StatefulSets are very different than PersistentVolumes, though for databases they are often used together. PersistentVolumes are mounted to Deployments with PersistentVolumeClaims, whereas StatefulSets have PersistentVolumes mounted with volumeClaimTemplates. Deployments are said to be stateless not because they can’t claim persistent disks, which they can. Instead they are said to be stateless because Kubernetes does not keep track of which Pod is which, but rather load balances across them irrespective of their identity.

StatefulSets were released because there are some cases where you need to know which Pod is which, even if it gets “moved” (destroyed and recreated). When you use a StatefulSet instead of a Deployment, the Pods are given unique identifiers, and unique DNS entries to keep their name on the network consistent even if destroyed and recreated.

When you attach a Service to a StatefulSet, you set clusterIP to none, and do not define a type (in the Service spec). This makes it a Headless Service, and Kubernetes does not load balance requests across the Pods. Rather you address each Pod individually.

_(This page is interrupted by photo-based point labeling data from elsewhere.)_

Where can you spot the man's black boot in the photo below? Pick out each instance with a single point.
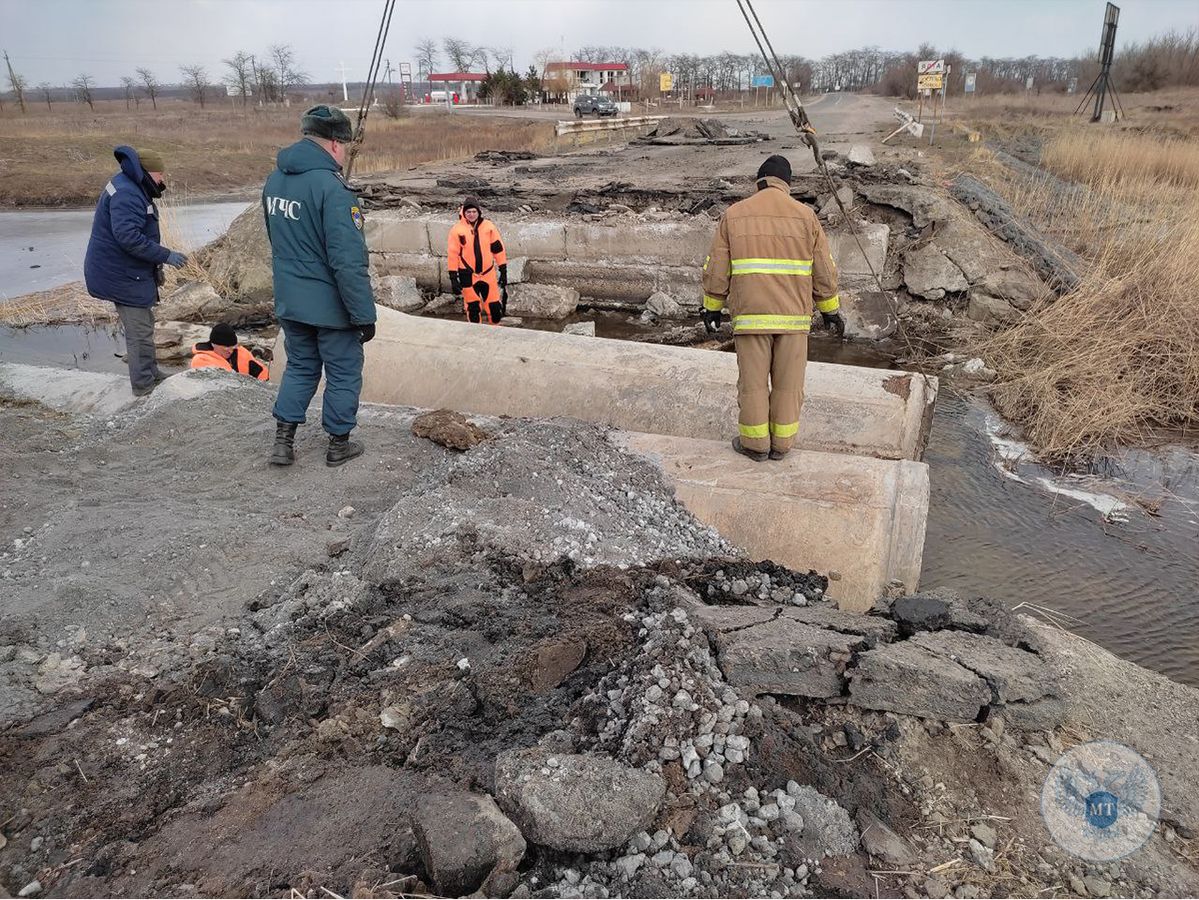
(342, 450)
(283, 453)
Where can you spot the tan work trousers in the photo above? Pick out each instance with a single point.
(770, 388)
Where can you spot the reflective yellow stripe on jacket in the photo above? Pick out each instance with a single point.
(772, 266)
(745, 324)
(829, 306)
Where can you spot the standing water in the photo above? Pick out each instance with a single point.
(43, 248)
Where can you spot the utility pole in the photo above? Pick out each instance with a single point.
(16, 88)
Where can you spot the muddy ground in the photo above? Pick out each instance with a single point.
(227, 680)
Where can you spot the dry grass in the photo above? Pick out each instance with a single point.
(64, 157)
(67, 304)
(1118, 360)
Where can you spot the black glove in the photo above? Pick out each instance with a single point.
(835, 324)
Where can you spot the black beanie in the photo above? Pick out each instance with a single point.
(776, 167)
(327, 122)
(223, 334)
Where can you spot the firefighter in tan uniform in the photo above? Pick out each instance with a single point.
(769, 265)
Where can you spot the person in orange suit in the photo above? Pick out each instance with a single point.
(222, 351)
(479, 265)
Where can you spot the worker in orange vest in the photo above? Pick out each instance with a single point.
(222, 351)
(479, 265)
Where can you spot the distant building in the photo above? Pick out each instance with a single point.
(464, 84)
(566, 80)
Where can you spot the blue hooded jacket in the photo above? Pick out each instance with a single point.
(318, 248)
(124, 251)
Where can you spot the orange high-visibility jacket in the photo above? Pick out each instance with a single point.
(475, 247)
(241, 361)
(770, 264)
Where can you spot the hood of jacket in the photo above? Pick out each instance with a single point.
(131, 165)
(305, 156)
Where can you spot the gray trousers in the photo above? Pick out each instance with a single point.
(138, 325)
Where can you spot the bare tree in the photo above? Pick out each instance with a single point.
(288, 73)
(266, 83)
(240, 74)
(17, 83)
(196, 79)
(130, 86)
(427, 55)
(150, 85)
(458, 53)
(502, 56)
(84, 85)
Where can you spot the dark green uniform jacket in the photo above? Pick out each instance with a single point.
(319, 253)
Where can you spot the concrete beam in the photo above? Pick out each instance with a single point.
(667, 243)
(859, 520)
(66, 390)
(640, 387)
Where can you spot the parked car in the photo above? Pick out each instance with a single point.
(597, 103)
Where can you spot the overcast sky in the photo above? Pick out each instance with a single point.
(55, 40)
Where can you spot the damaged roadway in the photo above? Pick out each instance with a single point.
(510, 668)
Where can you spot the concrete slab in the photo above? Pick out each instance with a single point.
(427, 270)
(668, 243)
(390, 233)
(909, 680)
(66, 390)
(849, 258)
(860, 520)
(785, 657)
(640, 387)
(596, 279)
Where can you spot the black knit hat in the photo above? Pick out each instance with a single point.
(223, 334)
(776, 167)
(327, 122)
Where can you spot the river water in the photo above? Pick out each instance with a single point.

Unless you have a good reason to do this, don’t, and instead use a Deployment with a Service type (usually ClusterIP for internal access, or LoadBalancer for external access). But there are good reasons to use StatefulSets with Headless Services, for example, running Zookeeper, Kafka, and databases.

Zookeeper leverages consensus algorithms for distributed systems, and each Pod needs a consistent ID to vote with. Before StatefulSets that would have been possible, but cumbersome, in Kubernetes. You would have had to define a separate Deployment and Service for each Pod, rather than containing them all in one StatefulSet with one Headless Service.

For a complete description with example configurations, see the ZooKeeper example in the Kubernetes documentation: Running ZooKeeper, A Distributed System Coordinator. For a more common example, see the Kubernetes blog on Deploying PostgreSQL Clusters using StatefulSets. This would have been the approach we would have taken to solve our Adder App database problem from the earlier example.

Managing State

Managing state in Kubernetes is achieved through StatefulSets and PersistentVolumes. They each deal with different aspects of managing state. PersistentVolumes are for persistent storage, while StatefulSets are for addressing Pods directly with a unique identifier instead of just sending your requests to the Service which load balances them across them. StatefulSets and PersistentVolumes are often used together, for example when deploying databases. However, Deployments and ReplicaSets, which are stateless, can be given access to an outside source of persistent state through PersistentVolumes.